Quand cette période s'acheva, les aristocrates, en tant qu'opposants à la tyrannie, furent capables de se recommander à la démocratie. Jusqu'à la chute de Périclès [en -430], le processus démocratique donna le pouvoir à l'aristocratie, d'une manière comparable au régime politique en Angleterre au XIXe siècle. Mais vers la fin de la vie de Périclès, les leaders de la démocratie athénienne commencèrent à demander une part plus importante du pouvoir politique. En même temps, sa politique impérialiste, à laquelle était liée la prospérité économique d'Athènes, causait des frictions croissantes avec Sparte. Cela conduisit aux guerres du Péloponnèse (-431, -404), dans lesquelles Athènes fut complètement défaite.

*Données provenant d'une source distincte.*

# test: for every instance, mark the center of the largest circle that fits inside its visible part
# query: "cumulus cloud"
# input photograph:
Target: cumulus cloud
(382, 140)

Malgré son effondrement politique, le prestige d'Athènes survécut, et pendant près de mille ans la philosophie occidentale eut encore son centre à Athènes. Alexandrie éclipsa Athènes en mathématiques et en science, mais Aristote et Platon rendirent Athènes suprême en philosophie. L'Académie, où Platon avait enseigné, perdura plus longtemps que toutes les autres écoles, et survécut comme un îlot de paganisme au milieu de la montée de l'esprit religieux pendant encore deux siècles après la conversion des empereurs romains au christianisme (début du IVe après JC). Enfin, en 529 anno domini, elle fut fermée par Justinien à cause de la bigoterie religieuse de celui-ci. Et les Âges sombres descendirent sur l'Europe.